So when you say with distinct elements does it mean that every triplet $(x,y,z)$ cant have $x=y$?How do we distinguish different triplets, I mean since $(x,y,z)$ is ordered then it is different from $(y,z,x)$ right?

The statement means: $x,y,z$ are pairwise distinct. And we notice that if $(x,y,z)$ such that $p|x-y+z-c$ then so does $(z,y,x)$. Hence, the problem can rephrase as: there exists a positive integer $c$ such that there exists unique ordered triples $(x,y,z) \in S^3$ with $x,y,z$ are pairwise distinct, $x<z$ and $p|x+z-y.$ I tried this problem with sum-free theorem, probabilistic method, ... but got nothing.
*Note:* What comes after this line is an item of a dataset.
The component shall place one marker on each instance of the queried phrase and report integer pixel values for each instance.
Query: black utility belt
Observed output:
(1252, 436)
Hope someone can give me some hint.

Consider $n=4,m=257, $ and $\mathbb {N}=\{1,3,9,17\}$ All the possible sum $x-y+z $ are different.

Physicsknight wrote: Consider $n=4,m=257, $ and $\mathbb {N}=\{1,3,9,17\}$ All the possible sum $x-y+z $ are different. 1. As @yumeidesu has mentioned, $(x,y,z)$ and $(z,y,x)$ give the same $x - y + z$. It will always be two pairs with the same modulo unless we restrict with the condition $x<z$. 2. It is obvious that you can show a set with all different $x - y + z \pmod p$ for $p$ sufficiently large (given the condition $x<z$), but that is not what this problem is asking for. It means that if you choose an arbitrary set $S$, there is always a triple $(x_0,y_0,z_0)$ with $x_0 < z_0$ such that $x_0-y_0+z_0 \pmod p$ is unique, or in other words, different from all other possible $x-y+z \pmod p$ for any other triple $(x,y,z)$ with $x < z$.

Any solution? This problem is way too hard.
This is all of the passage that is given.